HULFT Squareは標準的なOAuth認証に対応していますが、ZuoraのOAuth認証に成功するためには、スクリプト内でアクセストークンを取得して適用する必要があります。
コネクション設定
コネクタの種類は「REST接続」を選択します。
名前:任意。今回は「REST接続_zuora_test」と入力しました。
ワークスペース:任意
URL:ZuoraのURLを入力します。利用可能なURLの一覧は下記ページをご確認ください。
https://www.zuora.com/developer/api-references/api/overview/#section/Introduction/Access-to-the-API
今回は試験用のURL「https://rest.sandbox.eu.zuora.com」を入力しています。
プロファイル:任意
コネクション設定ができましたら、スクリプトの作成に入ります。
今回作成するスクリプトは、下記のようなスクリプトになります。
- 「create_access_token」でZuoraのOAutn認証に成功するためのアクセストークンを取得
- 「get_invoice」でZuoraの請求書データを取得
create_access_tokenの設定方法
Zuoraのアクセストークンを取得するために、以下のスクリプト変数を新規に作成します。
- client_id
初期値:Zuoraのユーザー設定で確認したクライアントIDを入力します。
- client_secret
初期値:Zuoraのユーザー設定で確認したクライアントシークレットを入力します。
- grant_type
初期値:「client_credentials」と入力します。
- access_token
初期値:入力しません。後でスクリプトで取得した値を代入します。
- invoice_id
- ※
このスクリプト変数は「get_invoice」でどの請求書を取得するかを指定するために使用します。
初期値:任意。試験用に、Zuoraの特定の請求書番号を入力してみてください。
変数の準備が終わりましたら、HTTPリクエストの設定をしていきます。
キャンバス右側の「ツールパレット」から「ネットワーク」>「REST」>「POST実行」を選択してキャンバス内にドラッグします。
必須設定タブ
- 名前:任意。

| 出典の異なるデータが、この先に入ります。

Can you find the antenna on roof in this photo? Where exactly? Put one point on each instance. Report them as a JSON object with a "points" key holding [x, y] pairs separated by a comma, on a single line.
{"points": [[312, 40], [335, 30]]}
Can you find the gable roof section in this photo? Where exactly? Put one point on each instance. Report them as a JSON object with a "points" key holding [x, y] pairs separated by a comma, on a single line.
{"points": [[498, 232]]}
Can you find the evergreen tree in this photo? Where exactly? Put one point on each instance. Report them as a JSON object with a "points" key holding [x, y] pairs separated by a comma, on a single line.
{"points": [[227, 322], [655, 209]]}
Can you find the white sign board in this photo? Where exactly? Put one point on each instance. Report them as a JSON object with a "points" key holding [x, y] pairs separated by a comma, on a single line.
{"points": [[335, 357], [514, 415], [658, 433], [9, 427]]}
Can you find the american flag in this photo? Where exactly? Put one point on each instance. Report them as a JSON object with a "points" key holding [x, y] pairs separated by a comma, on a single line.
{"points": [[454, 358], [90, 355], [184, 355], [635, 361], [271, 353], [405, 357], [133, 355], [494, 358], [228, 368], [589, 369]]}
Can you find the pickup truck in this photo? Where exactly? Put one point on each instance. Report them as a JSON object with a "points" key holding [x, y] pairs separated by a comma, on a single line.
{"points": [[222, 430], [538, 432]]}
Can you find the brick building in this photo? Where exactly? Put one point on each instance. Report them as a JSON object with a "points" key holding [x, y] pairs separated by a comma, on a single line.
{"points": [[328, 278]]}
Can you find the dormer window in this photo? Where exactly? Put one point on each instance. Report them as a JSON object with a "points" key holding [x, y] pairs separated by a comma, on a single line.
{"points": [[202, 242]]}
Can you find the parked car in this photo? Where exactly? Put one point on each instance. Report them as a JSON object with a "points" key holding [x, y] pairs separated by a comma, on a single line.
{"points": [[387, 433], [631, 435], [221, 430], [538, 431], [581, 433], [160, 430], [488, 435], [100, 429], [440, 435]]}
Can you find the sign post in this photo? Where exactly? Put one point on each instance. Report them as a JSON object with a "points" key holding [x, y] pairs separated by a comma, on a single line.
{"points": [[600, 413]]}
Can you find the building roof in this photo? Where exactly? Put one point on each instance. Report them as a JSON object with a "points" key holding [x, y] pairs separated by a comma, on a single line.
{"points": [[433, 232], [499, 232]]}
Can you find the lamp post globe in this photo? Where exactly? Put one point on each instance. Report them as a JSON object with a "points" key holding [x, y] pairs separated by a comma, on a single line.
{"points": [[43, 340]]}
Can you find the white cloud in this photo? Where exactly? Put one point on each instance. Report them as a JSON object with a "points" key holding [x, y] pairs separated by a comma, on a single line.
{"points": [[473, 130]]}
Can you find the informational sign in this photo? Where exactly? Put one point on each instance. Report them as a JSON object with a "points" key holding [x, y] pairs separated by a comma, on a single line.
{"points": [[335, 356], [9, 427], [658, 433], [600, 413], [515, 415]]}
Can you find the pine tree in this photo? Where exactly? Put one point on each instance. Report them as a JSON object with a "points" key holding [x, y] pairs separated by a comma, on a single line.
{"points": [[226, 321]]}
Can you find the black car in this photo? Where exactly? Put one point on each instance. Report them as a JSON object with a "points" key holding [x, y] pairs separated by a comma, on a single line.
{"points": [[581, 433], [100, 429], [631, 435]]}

今回は「create_access_token」と入力しています。
- 接続先:コネクション設定で作成した設定を選択します。
- パス:oauth/token
OAuthのアクセストークンを発行するためのパスになります。
このパスの詳細については下記ページをご確認ください。
https://www.zuora.com/developer/api-references/api/operation/createToken/ - エンコード:UTF-8
リクエスト設定タブ
- データ入力元:データ
- データ形式:フォーム
- フォーム設定:client_id,client_secret,grant_typeを追加
レスポンス設定タブ
- データ形式:JSON
出力スキーマに設定するJSONファイルは、下記ページのResponse Samplesからコピーして作成してください。

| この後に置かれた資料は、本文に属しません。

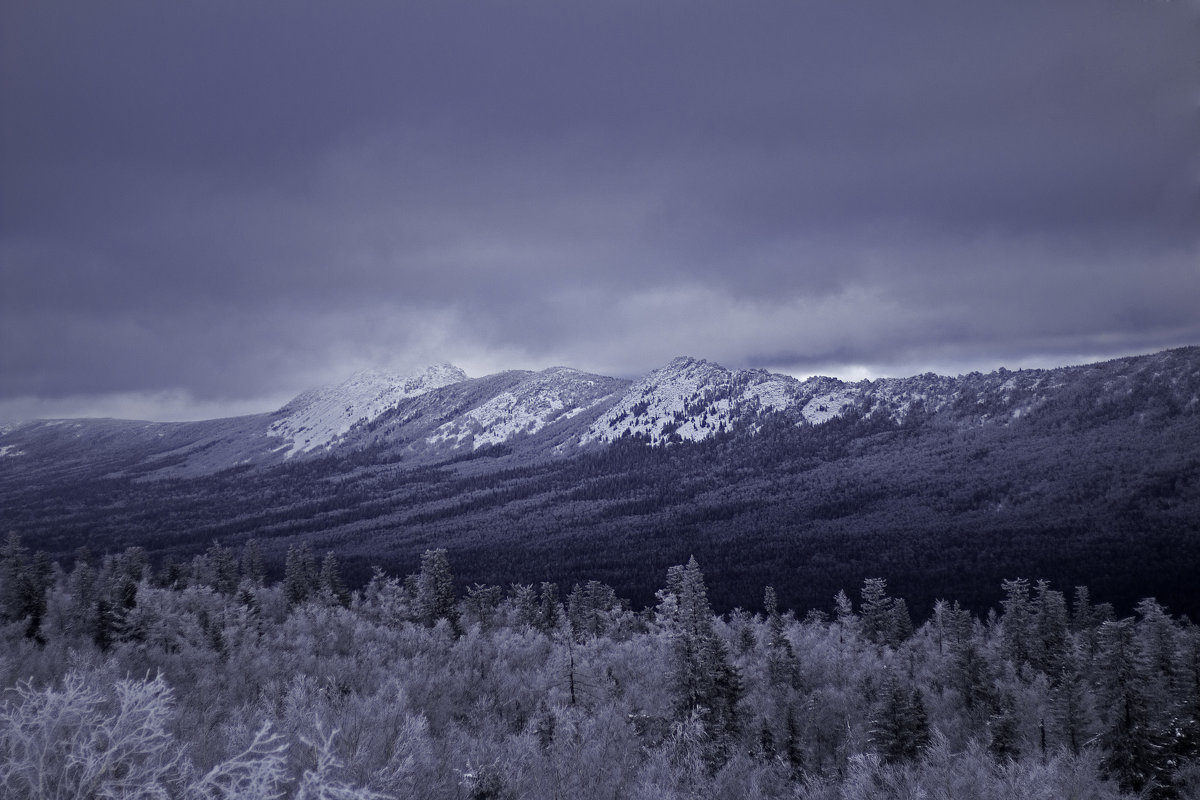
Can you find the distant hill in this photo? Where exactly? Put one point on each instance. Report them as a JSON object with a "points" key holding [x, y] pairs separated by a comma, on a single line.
{"points": [[942, 485]]}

https://www.zuora.com/developer/api-references/api/operation/createToken/
ここまで作成したら、「完了」をクリックして「create_access_token」の設定を終えます。
次に、「create_access_token」の前に配置するmappingの設定を作成します。

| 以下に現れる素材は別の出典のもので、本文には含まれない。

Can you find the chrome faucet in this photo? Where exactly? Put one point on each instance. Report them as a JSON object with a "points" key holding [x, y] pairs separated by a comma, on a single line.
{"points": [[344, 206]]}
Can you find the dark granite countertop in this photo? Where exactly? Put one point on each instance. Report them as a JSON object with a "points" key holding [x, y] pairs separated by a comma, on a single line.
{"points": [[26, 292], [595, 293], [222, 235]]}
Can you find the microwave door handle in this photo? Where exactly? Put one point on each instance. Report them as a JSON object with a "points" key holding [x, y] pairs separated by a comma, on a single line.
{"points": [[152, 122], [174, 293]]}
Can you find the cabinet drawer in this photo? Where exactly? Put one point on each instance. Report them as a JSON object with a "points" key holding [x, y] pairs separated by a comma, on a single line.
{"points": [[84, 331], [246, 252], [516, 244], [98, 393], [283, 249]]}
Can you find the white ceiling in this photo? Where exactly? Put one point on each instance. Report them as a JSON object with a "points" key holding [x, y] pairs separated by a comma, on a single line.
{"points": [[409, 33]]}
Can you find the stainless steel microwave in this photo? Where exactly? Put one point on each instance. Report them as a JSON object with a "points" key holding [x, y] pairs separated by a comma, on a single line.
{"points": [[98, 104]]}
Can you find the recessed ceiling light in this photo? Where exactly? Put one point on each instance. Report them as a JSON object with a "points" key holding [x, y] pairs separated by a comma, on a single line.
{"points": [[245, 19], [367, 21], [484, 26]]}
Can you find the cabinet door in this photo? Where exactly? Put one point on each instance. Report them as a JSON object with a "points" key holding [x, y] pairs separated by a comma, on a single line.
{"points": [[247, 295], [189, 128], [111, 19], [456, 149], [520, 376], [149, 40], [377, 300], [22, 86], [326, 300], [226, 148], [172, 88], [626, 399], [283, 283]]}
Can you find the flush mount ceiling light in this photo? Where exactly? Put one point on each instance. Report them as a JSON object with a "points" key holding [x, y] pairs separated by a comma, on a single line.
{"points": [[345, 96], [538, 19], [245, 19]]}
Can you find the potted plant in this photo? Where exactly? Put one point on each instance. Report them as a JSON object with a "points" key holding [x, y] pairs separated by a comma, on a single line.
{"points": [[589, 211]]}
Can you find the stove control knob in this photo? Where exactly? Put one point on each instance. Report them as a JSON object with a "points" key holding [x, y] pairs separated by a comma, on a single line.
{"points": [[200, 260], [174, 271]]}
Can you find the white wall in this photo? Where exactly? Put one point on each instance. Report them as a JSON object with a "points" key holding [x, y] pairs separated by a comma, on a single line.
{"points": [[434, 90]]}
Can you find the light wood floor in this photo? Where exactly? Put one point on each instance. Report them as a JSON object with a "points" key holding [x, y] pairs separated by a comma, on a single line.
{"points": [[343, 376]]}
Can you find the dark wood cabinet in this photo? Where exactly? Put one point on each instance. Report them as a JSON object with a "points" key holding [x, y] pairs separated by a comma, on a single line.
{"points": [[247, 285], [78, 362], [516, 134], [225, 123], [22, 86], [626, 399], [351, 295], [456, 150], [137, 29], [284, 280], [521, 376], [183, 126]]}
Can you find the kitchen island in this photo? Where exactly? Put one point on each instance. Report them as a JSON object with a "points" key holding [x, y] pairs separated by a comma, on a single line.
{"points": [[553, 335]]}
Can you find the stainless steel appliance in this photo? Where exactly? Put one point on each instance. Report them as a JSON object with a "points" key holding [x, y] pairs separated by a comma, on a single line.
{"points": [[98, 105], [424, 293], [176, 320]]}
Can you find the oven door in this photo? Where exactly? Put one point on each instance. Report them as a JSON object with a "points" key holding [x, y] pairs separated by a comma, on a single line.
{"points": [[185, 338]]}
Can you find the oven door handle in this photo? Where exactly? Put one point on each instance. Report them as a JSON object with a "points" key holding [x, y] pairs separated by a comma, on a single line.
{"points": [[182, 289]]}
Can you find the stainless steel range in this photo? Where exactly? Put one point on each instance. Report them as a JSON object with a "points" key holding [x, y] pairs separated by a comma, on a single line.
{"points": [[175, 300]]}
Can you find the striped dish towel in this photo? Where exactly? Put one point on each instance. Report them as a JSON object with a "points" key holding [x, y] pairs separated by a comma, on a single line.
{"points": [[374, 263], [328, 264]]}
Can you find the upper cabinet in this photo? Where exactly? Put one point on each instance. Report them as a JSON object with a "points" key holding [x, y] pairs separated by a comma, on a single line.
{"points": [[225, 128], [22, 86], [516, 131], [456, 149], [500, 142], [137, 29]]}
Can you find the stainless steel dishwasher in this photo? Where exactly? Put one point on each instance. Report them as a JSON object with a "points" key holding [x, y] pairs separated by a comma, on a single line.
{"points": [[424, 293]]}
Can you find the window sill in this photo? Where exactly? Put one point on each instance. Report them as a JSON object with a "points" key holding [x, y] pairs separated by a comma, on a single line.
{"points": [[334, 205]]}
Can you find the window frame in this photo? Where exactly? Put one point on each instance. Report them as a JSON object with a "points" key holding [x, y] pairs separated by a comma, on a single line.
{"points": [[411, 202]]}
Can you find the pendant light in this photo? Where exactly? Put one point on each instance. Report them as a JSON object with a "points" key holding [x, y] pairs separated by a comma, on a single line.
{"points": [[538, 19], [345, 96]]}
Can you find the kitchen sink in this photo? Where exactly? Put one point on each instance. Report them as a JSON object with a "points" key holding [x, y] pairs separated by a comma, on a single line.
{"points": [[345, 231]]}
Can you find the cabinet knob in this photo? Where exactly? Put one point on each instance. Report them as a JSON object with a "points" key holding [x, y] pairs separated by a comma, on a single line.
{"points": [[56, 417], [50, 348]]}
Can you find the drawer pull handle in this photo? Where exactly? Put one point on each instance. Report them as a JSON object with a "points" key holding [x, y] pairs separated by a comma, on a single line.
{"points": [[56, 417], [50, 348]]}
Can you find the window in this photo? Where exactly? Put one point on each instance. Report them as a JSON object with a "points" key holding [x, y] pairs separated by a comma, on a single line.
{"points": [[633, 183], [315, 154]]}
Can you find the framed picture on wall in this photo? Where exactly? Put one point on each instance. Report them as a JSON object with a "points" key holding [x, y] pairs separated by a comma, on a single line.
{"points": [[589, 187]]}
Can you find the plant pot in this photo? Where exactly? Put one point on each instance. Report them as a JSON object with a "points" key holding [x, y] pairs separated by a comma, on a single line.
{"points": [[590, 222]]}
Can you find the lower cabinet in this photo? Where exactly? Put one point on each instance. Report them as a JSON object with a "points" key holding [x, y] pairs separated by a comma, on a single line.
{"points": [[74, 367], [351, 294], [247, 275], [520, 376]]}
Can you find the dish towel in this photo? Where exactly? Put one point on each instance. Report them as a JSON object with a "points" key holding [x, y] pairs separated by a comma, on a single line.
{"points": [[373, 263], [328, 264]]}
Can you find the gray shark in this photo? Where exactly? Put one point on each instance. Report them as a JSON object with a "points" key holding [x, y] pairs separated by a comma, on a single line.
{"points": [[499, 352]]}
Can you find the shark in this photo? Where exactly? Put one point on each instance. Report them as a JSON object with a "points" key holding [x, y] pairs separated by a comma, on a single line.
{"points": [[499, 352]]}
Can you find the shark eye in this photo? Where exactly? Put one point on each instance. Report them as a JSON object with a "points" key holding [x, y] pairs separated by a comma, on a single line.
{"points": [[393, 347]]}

「ツールパレット」の「変換」>「基本」>「マッピング」を「craete_access_token」の前に配置してください。
マッピング設定は下記のようになります。
スクリプト変数として準備していた「client_id」「client_secret」「grant_type」を「create_access_token」のリクエストデータとしてマッピングしています。
さらに、「create_access_token」で取得したアクセストークンの値をスクリプト変数「access_token」に保存するために「ツールパレット」の「基本」>「処理」>「変数代入」を選択して「create_access_token」の後ろに配置してください。
変数代入の設定は下記のようになります。
「create_access_token」が取得した「access_token」の値をスクリプト変数の「access_token」に連携しています。
最後に、「get_invoice」を作成していきます。
キャンバス右側の「ツールパレット」から「ネットワーク」>「REST」>「GET実行」を選択してキャンバス内にドラッグします。
必須設定タブ
名前:任意。今回は「get_invoice」と入力しています。
- 接続先:コネクション設定で作成した設定を選択します。
- パス:/v2/invoices/${invoice_id}
事前に作成していたスクリプト変数「invoice_id」の値がパスとして入力されます。
このパスに対してGETリクエストすることで、指定した請求書番号のデータがJSON形式で返され、請求金額もその中に含まれます。
このパスの詳細については下記ページをご確認ください。
https://www.zuora.com/developer/api-references/quickstart-api/operation/getInvoice/ - エンコード:UTF-8
レスポンス設定タブ
- データ出力先:ファイル。今回はHULFT Squareのストレージ上に請求書のデータファイルをそのまま生成します。
ヘッダ設定タブ
- リクエストヘッダ:「Authorization」ヘッダとして値「Bearer ${access_token}」を追加します。「create_access_token」で取得してスクリプト変数「access_token」に保存した値がここで使用されます。
以上で、下記スクリプトが完成しているはずです。
実行して、「invoice_id」で指定した請求書番号の請求書データがHULFT Squareのストレージ上に生成されることを確認してみましょう。
おわりに
今回はZuoraで算出された請求金額を取得する方法をご紹介しました。
Zuoraでは他操作もAPI上で受け付けており、公式のAPIリファレンスはこちらになります。
https://www.zuora.com/developer/api-references/api/overview/
また、主なAPIの利用例の一覧も同ページで紹介されています。
https://www.zuora.com/developer/quickstart-api/tutorial/create-products-and-prices/
本記事がサブスクリプションビジネスのための HULFT Square 活用の一助になりましたら幸いです。